While Maduro retains the support of the military and successfully quashed a violent uprising last week, Guaidó has been recognized by governments including the US and Canada. As this power struggle continues, Venezuelans suffer: the country’s public health care system has collapsed and prolonged electricity outages are common.
This year’s Venezuela Pavilion—organized by curator Oscar Sotillo, the founder of the left-wing cultural journal La Mancha—is titled “Metaphor of three windows.” It is due to present work by artists Natalie Rocha Capiello, Ricardo García, Gabriel López, and Nelson Rangelosky.

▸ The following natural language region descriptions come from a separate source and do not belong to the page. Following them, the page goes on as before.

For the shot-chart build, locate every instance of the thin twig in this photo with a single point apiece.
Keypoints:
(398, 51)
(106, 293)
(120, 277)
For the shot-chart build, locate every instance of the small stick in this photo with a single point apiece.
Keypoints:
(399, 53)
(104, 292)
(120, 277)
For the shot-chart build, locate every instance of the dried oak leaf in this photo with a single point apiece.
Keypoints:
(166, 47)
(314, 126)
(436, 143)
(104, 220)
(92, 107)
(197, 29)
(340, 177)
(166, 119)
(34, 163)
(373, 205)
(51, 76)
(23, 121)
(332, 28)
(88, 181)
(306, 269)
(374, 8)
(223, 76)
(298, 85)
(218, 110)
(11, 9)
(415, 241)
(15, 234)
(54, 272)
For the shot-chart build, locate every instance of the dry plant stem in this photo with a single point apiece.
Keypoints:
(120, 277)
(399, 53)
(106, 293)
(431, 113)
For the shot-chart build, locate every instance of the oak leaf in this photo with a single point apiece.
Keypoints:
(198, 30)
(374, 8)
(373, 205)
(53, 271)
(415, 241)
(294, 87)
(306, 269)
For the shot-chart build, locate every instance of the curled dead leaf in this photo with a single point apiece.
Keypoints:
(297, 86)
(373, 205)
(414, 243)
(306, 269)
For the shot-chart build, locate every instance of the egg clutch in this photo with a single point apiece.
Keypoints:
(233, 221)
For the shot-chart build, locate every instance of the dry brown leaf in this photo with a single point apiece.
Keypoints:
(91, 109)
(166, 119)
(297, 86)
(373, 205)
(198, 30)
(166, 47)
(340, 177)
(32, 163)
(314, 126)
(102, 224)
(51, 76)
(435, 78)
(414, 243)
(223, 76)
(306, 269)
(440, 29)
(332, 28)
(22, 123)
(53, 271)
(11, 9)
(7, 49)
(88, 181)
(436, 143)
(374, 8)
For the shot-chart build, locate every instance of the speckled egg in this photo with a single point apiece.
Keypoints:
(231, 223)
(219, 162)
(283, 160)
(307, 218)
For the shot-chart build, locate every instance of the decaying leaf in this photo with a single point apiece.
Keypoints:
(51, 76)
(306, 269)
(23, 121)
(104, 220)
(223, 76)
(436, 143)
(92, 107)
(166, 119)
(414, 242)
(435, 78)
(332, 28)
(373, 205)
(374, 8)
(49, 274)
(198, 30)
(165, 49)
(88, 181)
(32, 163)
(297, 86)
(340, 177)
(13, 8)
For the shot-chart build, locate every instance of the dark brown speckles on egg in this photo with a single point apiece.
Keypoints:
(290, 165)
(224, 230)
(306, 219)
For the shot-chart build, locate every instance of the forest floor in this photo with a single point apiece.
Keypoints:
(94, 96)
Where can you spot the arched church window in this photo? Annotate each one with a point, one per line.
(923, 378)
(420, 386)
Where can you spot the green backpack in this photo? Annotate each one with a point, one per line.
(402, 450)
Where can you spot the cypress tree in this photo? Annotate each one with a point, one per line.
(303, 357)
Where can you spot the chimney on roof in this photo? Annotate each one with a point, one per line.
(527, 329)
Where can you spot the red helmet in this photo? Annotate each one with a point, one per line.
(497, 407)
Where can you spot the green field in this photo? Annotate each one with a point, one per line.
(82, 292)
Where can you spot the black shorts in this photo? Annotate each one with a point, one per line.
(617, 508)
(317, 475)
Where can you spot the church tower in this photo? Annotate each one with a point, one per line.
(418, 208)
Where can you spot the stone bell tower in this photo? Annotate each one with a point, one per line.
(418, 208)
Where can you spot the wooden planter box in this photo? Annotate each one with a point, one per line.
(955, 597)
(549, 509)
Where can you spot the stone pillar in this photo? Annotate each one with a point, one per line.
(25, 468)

Neither Sotillo nor the participating artists responded to inquiries from artnet News about the status of the pavilion by publication time. A representative for the biennale said only that organizers were experiencing a delay with the set-up.
Earlier this week, García unveiled an exhibition of large-scale drawings, “Las Demonicas,” at the Museum of Fine Arts in Caracas. He took a photo with Sotillo, the pavilion’s curator, at the show and told local press he was planning to leave soon for Venice.
Venezuela enjoyed healthy public funding for the arts until the 1990s, when the country’s economy foundered and inflation soared. It opened its concrete, Carlo Scarpa-designed pavilion in the Giardini—also home to the US, UK, French, and German pavilions, among others—in 1956.
Despite radio silence from organizers and few signs of activity at the pavilion, Venezuela’s art community has a reputation for persistence. “In a country where there is no paper, we are still printing catalogues,” writer Raquel Abend told artnet News in March. “In a country where we can’t find medicine, we are still organizing exhibitions.”